I used to point to Rachel Notley and Naheed Nenshi as evidence that the province’s political change is driven from within. They were homegrown leaders who were changing assumptions that the province was a monolith of conservatism. Alberta progressive politics has often been thwarted, but it has been in ascendancy these past 10 years or so.

But last year changed some of my thinking in this regard, particularly when I saw the debates over the Sovereignty Act play out. There were major concerns expressed not only by Indigenous leaders and the political left and centre, but also by immigrants. They believed they had immigrated to Canada, not Alberta. And they were concerned by the idea that our landlocked province could go it alone.

And as Red FM news director Rishi Nagar has pointed out, everyone should be looking to the northeast quadrant of Calgary – the home of the working class of the city – to see which way the election tide is turning. “In 2015, when Rachel Notley became premier, her NDP won all but one seat in this quadrant. In 2019, when Jason Kenney replaced her, the UCP also lost only one northeast riding,” he wrote in a CBC column.

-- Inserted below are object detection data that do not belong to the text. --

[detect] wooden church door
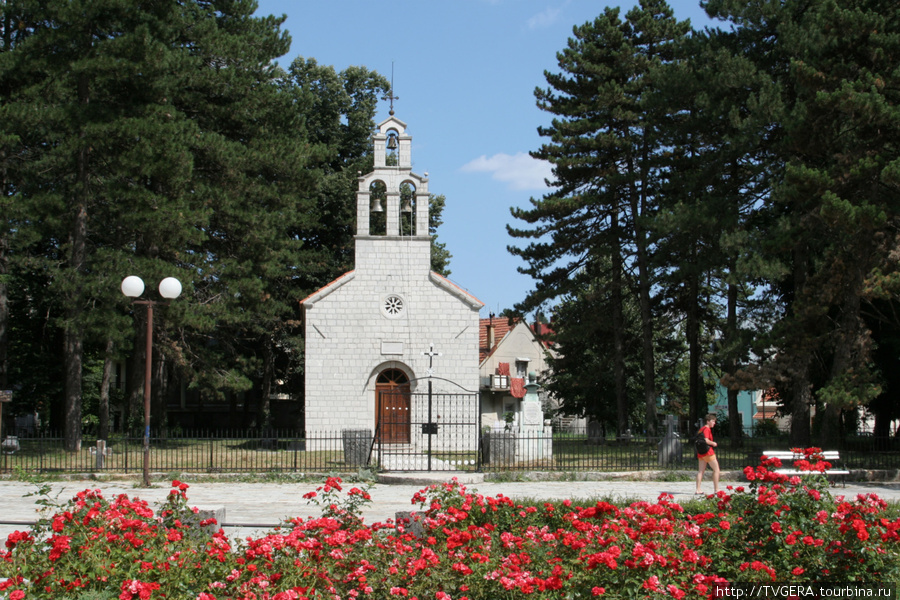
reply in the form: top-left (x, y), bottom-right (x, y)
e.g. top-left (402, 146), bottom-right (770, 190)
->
top-left (375, 369), bottom-right (412, 444)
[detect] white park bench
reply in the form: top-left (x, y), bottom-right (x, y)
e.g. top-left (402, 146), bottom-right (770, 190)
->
top-left (763, 450), bottom-right (850, 486)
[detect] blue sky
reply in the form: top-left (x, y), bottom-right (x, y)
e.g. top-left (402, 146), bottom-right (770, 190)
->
top-left (257, 0), bottom-right (711, 317)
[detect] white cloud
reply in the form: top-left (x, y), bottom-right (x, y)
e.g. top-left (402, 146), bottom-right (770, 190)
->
top-left (460, 152), bottom-right (553, 190)
top-left (528, 7), bottom-right (562, 29)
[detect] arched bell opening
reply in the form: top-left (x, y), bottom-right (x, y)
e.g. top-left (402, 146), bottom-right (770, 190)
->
top-left (369, 179), bottom-right (387, 235)
top-left (400, 181), bottom-right (417, 235)
top-left (384, 129), bottom-right (400, 167)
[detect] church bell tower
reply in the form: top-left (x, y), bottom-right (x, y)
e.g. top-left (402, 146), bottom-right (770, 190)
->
top-left (356, 115), bottom-right (431, 274)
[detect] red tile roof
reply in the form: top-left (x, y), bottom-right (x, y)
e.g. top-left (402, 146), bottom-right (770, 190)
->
top-left (509, 377), bottom-right (525, 398)
top-left (478, 317), bottom-right (519, 363)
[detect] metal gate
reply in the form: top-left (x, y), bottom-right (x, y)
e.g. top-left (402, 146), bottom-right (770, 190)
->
top-left (373, 380), bottom-right (481, 471)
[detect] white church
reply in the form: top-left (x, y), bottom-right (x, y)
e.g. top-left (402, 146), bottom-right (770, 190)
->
top-left (301, 111), bottom-right (483, 444)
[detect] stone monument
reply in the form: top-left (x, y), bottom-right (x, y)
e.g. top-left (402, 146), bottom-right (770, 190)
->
top-left (516, 372), bottom-right (553, 462)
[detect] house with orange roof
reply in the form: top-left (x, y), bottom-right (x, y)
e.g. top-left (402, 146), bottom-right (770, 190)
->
top-left (478, 315), bottom-right (553, 428)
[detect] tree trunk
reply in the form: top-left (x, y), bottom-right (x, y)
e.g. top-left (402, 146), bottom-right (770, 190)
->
top-left (819, 266), bottom-right (865, 448)
top-left (610, 214), bottom-right (628, 437)
top-left (686, 252), bottom-right (709, 432)
top-left (123, 307), bottom-right (147, 435)
top-left (791, 362), bottom-right (812, 447)
top-left (725, 282), bottom-right (740, 448)
top-left (257, 337), bottom-right (275, 431)
top-left (97, 340), bottom-right (113, 440)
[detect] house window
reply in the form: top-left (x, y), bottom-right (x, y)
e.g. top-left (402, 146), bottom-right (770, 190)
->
top-left (516, 359), bottom-right (528, 379)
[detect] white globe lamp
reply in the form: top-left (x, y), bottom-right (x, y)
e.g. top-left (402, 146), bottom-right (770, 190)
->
top-left (122, 275), bottom-right (144, 298)
top-left (159, 277), bottom-right (181, 300)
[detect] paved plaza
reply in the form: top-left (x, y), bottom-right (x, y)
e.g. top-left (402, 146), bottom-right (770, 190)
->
top-left (0, 473), bottom-right (900, 540)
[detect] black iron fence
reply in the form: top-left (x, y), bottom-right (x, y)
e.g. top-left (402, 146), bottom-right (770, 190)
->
top-left (0, 427), bottom-right (900, 474)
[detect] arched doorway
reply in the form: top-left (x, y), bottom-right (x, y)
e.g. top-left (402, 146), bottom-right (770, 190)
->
top-left (375, 369), bottom-right (412, 444)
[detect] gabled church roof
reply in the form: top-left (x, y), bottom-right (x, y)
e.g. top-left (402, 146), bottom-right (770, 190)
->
top-left (428, 271), bottom-right (484, 310)
top-left (300, 271), bottom-right (356, 308)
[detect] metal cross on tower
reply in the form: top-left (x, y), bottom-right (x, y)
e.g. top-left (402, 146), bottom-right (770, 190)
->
top-left (384, 62), bottom-right (400, 117)
top-left (422, 342), bottom-right (443, 377)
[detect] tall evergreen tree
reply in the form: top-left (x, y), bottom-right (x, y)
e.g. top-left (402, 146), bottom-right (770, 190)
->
top-left (510, 0), bottom-right (689, 434)
top-left (706, 0), bottom-right (900, 444)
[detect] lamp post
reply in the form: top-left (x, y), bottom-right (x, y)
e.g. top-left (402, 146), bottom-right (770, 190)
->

But Mr. Nagar argues the quadrant has to some extent been turned off by the UCP as a result of two key moments in the early days of the pandemic. The first was the provincial lack of enthusiasm for providing residents with additional help in the aftermath of the massive June, 2020, hailstorm. The second was when Mr. Kenney commented that multigenerational living and large gatherings of South Asian families were partly responsible for the high rate of COVID-19 spread in the northeast.

Meanwhile, the workers in that part of the city were the ones keeping hospitals clean, driving taxis and Ubers, and stocking grocery store shelves.

In 2021, about one-third of Calgary’s population was made up of immigrants (compared with 23 per cent in all of Canada, and about one in four Edmontonians). Together, first- and second-generation immigrants represented six out of 10 residents, a majority.

It’s not only the people who have changed. It’s the politics. Some conservative voters are still unsure about whether Premier Danielle Smith’s leadership is a change for the better from the Kenney days, or whether she has pushed the UCP too far to the right. And although conservatism runs deep in the city, the Alberta NDP is more acceptable as a political choice than it once was.

This thesis doesn’t apply as neatly to federal politics. That’s because westerners as a whole – a few ridings in Edmonton and Calgary aside – still don’t believe federal Liberals or NDP really care to represent the province, its people or its industries.

The Alberta NDP is likely to win most or all of the provincial seats in Edmonton, and the UCP is likely to win many of the contests outside the province’s two major cities. In Calgary – which one of the parties must win to win the election – UCPers know the overall math favours them.

The NDP has a difficult path to victory against a united right. But still, conservatives are worried. They are worried about what Ms. Smith will say during the campaign, what issue will flare up, and what proportion of conservative-minded voters will turn up to vote. This is why the race in Calgary will be one the whole country will be watching.